UC Berkeley

Caulobacter crescentus is a powerful model organism for understanding cellular differentiation, cell polarity and cell cycle regulation in bacteria. An elaborate network of two-component signaling proteins works to orchestrate the developmental program that characterizes the Caulobacter cell cycle. The essential DNA-binding response regulator CtrA is at the center of this regulatory scheme and acts to control the transcription of >100 genes that are required for cell cycle progression, motility, DNA methylation, morphology and other processes. Because CtrA also inhibits chromosome replication at specific stages of the Caulobacter cell cycle, its activity must be temporarily eliminated in order for DNA replication to occur. Inactivation of CtrA is achieved though dephosphorylation and regulated degradation by the broadly conserved energy-dependent protease ClpXP.
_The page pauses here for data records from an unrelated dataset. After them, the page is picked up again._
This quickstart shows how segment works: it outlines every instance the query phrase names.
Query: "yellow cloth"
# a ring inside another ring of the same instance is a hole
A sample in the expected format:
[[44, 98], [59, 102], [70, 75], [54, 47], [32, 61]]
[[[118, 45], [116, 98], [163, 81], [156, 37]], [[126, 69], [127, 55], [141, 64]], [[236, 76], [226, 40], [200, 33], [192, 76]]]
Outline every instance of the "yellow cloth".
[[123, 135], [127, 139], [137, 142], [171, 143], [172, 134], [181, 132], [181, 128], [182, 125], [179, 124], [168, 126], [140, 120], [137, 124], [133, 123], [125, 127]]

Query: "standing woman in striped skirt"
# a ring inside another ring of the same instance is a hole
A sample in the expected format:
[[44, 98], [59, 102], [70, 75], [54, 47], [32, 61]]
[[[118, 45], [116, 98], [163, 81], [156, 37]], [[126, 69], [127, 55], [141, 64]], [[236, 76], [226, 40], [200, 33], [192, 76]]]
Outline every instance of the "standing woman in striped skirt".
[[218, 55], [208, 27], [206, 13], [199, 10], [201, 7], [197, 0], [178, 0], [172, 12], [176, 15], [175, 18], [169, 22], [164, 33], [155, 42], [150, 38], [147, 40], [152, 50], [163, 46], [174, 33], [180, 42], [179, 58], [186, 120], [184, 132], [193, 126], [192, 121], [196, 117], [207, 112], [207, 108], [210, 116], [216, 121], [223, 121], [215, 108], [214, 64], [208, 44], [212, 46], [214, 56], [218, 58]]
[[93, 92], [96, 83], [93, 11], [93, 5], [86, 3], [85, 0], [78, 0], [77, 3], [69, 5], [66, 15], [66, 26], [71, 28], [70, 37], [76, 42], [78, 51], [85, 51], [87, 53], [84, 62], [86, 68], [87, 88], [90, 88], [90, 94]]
In this dissertation, I analyze the roles of three proteins that are required for CtrA degradation in living cells. These are a single domain response regulator CpdR, a protein with no predicted function, RcdA, and a cyclic diguanylate (cdG)-binding protein, PopA. Structure-directed mutagenesis of RcdA was used to probe RcdA function. Results from these studies undermine the prevailing model for RcdA function, which suggest that RcdA does not participate directly in delivering CtrA to ClpXP, but instead acts simply as a localization factor increasing the concentration of CtrA at the cell pole where the protease is located. Additionally, I reconstituted the regulated proteolytic reaction in vitro and probed the role of all three accessory proteins and the small molecule cdG in promoting CtrA degradation. Although ClpXP alone is known to degrade CtrA in vitro, I observed a dramatic acceleration of proteolysis in the presence of the accessory proteins and cdG. This accelerated proteolysis was characterized by a nearly 10-fold reduction in the KM of the reaction, which is consistent with predictions for an adaptor mediated mechanism. I began to characterize protein-protein interactions within the proteolytic complex using in vivo and in vitro techniques. These experiments demonstrate that CtrA interacts directly with PopA in a cdG-dependent fashion. CtrA also interacts directly with RcdA and with ClpX. The CtrA-PopA(cdG) and CtrA-RcdA interactions are weakened or abolished by mutations in the receiver domain of CtrA that slow its proteolysis in vivo.

We propose a mechanism in which CtrA forms a ternary complex with PopA and RcdA in response to rising cdG concentrations in the cell. In this complex, PopA and RcdA act as a multi-protein adaptor complex to enhance the delivery of CtrA to the catalytic pore of ClpX. CpdR is required for accelerated CtrA proteolysis, but its precise role is still unknown. The accessory proteins were able to stimulate CtrA degradation even in the presence of a DNA fragment containing a CtrA binding site, which is known to inhibit CtrA proteolysis. Future work will determine if the accessory factors prevent the formation of inhibitory CtrA-DNA complexes or actively disassemble them. This dissertation alters the concept of proteolytic adaptors to include multi-protein complexes and expands the range of mechanisms by which proteolytic adaptors are controlled to include direct regulation by the small molecule cdG.